SpaceX tells FCC that zero of Viasat's 657 proposed reference links pass the screening criteria

FCC · 25-157 · REPLY TO COMMENTS · 2026-07-14

GSO operators "now seek to collapse that framework from within," SpaceX told the FCC in July 14 reply comments on the reference links that will implement the agency's new satellite spectrum sharing rules. The filing singles out Viasat: by SpaceX's count, every other GSO operator combined submitted 78 candidate links, while Viasat alone submitted 657, none of which satisfies the selection criteria in the Space Bureau's Public Notice. SpaceX says roughly half of Viasat's links use antennas smaller than 45 cm, including 101 links with 15 cm antennas, and calls Viasat's proposed phased array antenna pattern one it "appears to have made up out of thin air."

Applying the Public Notice criteria to everything submitted, SpaceX finds 36 valid links and asks the Bureau to adopt those and reject the rest.

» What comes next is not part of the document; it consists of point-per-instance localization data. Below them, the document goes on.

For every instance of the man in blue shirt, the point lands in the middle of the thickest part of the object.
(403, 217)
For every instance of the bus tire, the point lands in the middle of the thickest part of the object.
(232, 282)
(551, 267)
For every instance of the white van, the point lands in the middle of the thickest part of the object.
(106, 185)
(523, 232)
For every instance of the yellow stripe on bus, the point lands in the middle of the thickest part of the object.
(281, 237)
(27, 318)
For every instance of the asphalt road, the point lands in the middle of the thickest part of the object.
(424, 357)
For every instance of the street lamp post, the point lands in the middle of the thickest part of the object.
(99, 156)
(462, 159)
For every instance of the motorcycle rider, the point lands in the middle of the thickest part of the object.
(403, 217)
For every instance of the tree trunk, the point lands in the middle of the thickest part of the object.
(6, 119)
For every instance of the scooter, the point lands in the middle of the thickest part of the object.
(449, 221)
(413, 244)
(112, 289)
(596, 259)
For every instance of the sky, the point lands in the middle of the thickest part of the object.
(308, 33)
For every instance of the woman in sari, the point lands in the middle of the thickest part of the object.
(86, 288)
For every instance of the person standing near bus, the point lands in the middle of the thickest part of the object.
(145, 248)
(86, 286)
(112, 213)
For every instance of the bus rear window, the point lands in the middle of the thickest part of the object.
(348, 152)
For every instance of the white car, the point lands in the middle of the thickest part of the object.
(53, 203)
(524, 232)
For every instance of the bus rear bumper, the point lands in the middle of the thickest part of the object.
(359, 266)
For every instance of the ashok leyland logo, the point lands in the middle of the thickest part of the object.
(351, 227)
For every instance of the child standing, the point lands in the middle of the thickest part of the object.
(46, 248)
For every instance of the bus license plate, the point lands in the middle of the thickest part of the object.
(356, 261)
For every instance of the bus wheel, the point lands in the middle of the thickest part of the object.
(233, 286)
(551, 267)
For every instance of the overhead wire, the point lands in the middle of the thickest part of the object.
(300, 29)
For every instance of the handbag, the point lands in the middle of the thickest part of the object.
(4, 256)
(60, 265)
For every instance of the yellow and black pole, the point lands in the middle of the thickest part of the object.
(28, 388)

The docket is crowded: Orbit Sentinel counts 148 filings in 25-157 from 60 distinct parties, including 72 comments and 25 ex parte filings.

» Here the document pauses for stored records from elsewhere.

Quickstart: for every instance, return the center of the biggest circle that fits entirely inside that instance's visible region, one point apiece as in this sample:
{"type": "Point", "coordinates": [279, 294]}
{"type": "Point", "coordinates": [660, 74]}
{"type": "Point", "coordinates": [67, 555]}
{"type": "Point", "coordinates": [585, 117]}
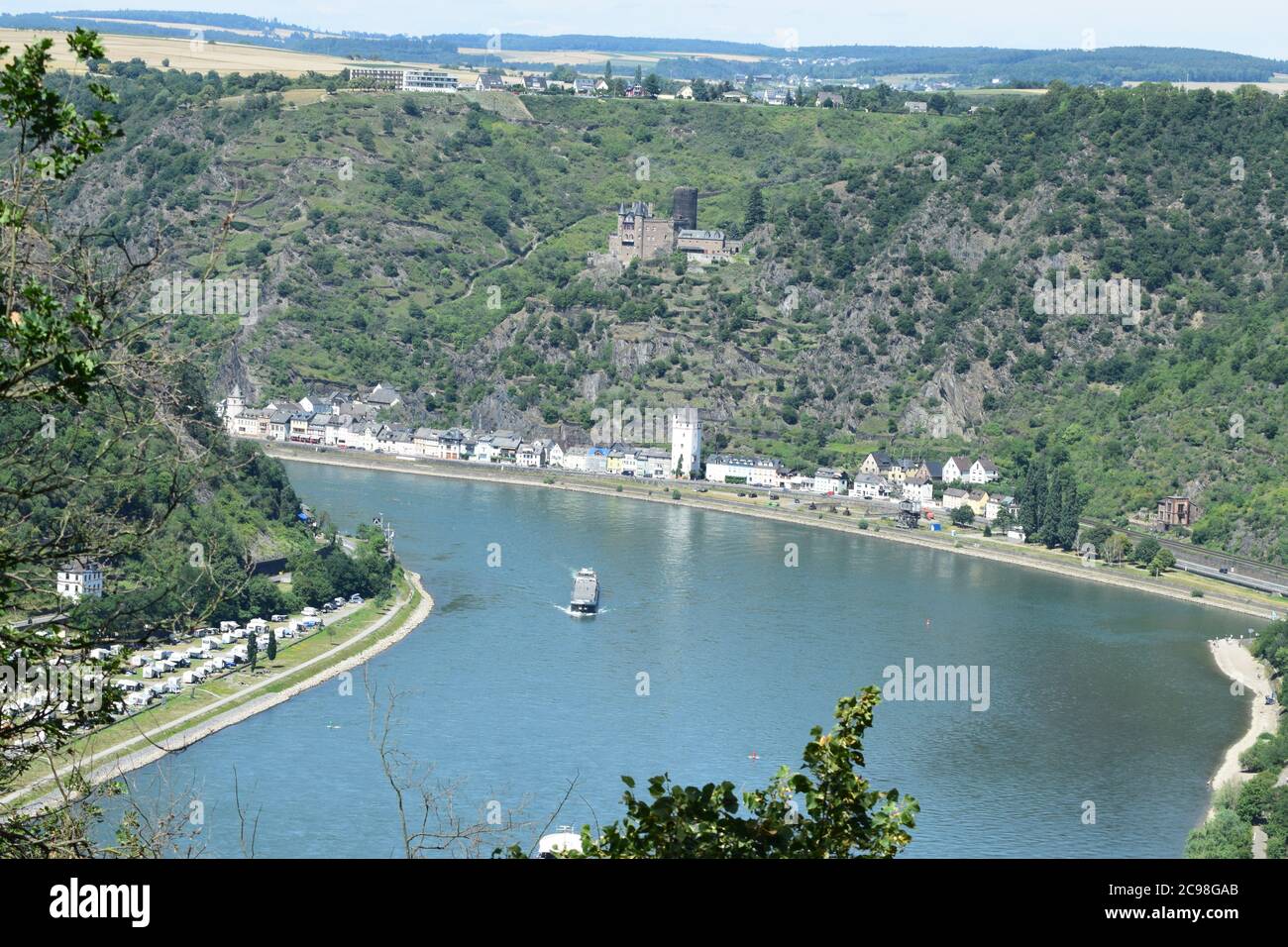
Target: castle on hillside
{"type": "Point", "coordinates": [643, 236]}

"While all other GSO operators submitted a combined 78 links, Viasat submitted a whopping 657 links—of which zero satisfy the link selection criteria specified in Appendix A of the Public Notice."

— Joseph Bissonnette, Principal, Satellite Policy, in the reply comments of Space Exploration Holdings, LLC (SpaceX), FCC docket 25-157

Sources: SpaceX Reference Link Reply Comments → · Orbit Sentinel (docket 25-157)

Filed underSpacexViasatGso Reference LinksSpectrum SharingDocket 25 157

Questions & answers

What are the GSO reference links?
Per SpaceX's filing, the FCC's Satellite Spectrum Sharing Order replaced Equivalent Power Flux Density (EPFD) limits with short-term and long-term protection criteria, and next-generation satellite systems must demonstrate compliance against a set of GSO reference links the Space Bureau maintains.
What does SpaceX want the Space Bureau to do?
Adopt the 36 submitted links that satisfy the Public Notice selection criteria as reference links and reject all links that fail to conform.
Which criteria does SpaceX say Viasat's links fail?
Per SpaceX, none of Viasat's gateway links use Adaptive Coding and Modulation, none of its links provide at least 3 dB margin on top of the margin for rain fade, roughly half use antennas smaller than 45 cm (including 101 links with 15 cm antennas), and more than half sit at elevation angles below 25 degrees.